Every space $X$ can be identified with the closed subspace of the reduced cone $\operatorname{C}(X)$ of $X$. For any pointed space $(X,x_0)$, we define the cone $(\operatorname{C}(X),*)$ of $X$ to be the smash product $(X\wedge I, *)$ where the base point of $I$ is assumed to be $0$. The map $\mathbf{i} : X\to \operatorname{C}(X)$ defined by $\mathbf{i}(x) = x\wedge 1$, $x\in X$, is a continuous bijection from $X$ to $\mathbf{i}(X)$. In fact, $\mathbf{i}= \pi_\wedge \circ (Id_X ,C_1)$,
$$X\mathop {‎\longrightarrow‎}\limits^{(Id_X ,C_1)} X\times I \mathop {‎\longrightarrow‎}\limits^{\pi_\wedge}X\wedge I $$
Is it true that $\mathbf{i}\vert_X$ is a homeomorphism and $\mathbf{i}(X)$ is closed in $X\wedge I$ ? 

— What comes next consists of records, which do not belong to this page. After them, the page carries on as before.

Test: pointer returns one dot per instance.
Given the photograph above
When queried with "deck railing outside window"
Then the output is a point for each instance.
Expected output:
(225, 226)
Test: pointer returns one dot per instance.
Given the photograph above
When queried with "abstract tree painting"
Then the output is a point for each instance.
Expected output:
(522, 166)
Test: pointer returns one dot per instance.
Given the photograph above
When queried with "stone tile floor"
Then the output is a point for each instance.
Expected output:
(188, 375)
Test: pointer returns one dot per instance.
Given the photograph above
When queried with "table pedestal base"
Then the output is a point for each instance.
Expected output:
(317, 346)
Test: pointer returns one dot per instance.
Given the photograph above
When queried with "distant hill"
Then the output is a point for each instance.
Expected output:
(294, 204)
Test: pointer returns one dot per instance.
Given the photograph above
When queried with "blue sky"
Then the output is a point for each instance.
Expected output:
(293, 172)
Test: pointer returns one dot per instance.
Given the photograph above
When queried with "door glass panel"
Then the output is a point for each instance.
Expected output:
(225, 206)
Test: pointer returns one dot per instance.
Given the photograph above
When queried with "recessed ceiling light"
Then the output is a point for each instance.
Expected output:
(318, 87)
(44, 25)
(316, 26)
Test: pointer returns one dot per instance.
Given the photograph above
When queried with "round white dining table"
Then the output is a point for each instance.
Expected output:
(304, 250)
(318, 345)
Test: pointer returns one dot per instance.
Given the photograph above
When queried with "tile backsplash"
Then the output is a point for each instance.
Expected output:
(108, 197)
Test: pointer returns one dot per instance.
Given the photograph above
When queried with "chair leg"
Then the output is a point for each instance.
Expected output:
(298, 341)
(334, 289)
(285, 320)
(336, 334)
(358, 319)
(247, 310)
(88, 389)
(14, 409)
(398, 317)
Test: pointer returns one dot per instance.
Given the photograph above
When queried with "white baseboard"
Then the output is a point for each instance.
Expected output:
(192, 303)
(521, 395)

 A: The bottom of the unreduced cone is closed since it is the preimage of $1$ under the continuous projection from the  unreduced cone to the interval. But now the union of $x_0 \times I$ and the bottom of the unreduced cone is the whole equivalence class of the bottom of the reduced cone but this is closed as the union of two closed sets. Therefore the bottom of the reduced cone is closed, since its preimage in the unreduced cone is closed.
The map you described is also an isomorphism to its image, because every open subset $U$ of $X$ gives an open subset of $CX$ by looking at the equivalence class of $U \times [1,0)$, which is an open subset of the cone. Therefore we can conclude that the inclusion is also an open map to its image, since the subspace topology of the bottom is given by taking the intersection of an open subset of the whole cone with the bottom.
A: $(\operatorname{Id}_X, c_1)$ is a homeomorphism between $X$ and $X \times \{1\}$, for any space, because it has a continuous inverse (projection restricted).
$\pi_{\land}|_{X \times \{1\}}$ is 1-1 (as it intersects the identified set $A = (\{x_0\} \times I) \cup (X \times \{0\}$ only in $(x_0,1)$) and continuous as the restriction of a continuous map. If $\pi_{\land}$ were a closed map (which is the case if $\{x_0\}$ is assumed to be closed, because then we identify a closed set to a point and such maps are closed quotient maps), it stays closed when we restrict to the closed set $X \times \{1\}$ (as $\{1\}$ is closed in $I$). And then we both have that $pi_{\land}|_{X \times \{1\}}$ is a homeomorphism (as a 1-1 closed continuous map) and the image is closed.
I think it fails for non-closed $\{x_0\}$, because if $p \in X, p \neq x_0$ satisfies $p \in \overline{\{x\}}$, we see that e.g. $(p,\frac{1}{2}) \in \overline{i[X]} \setminus i[X]$.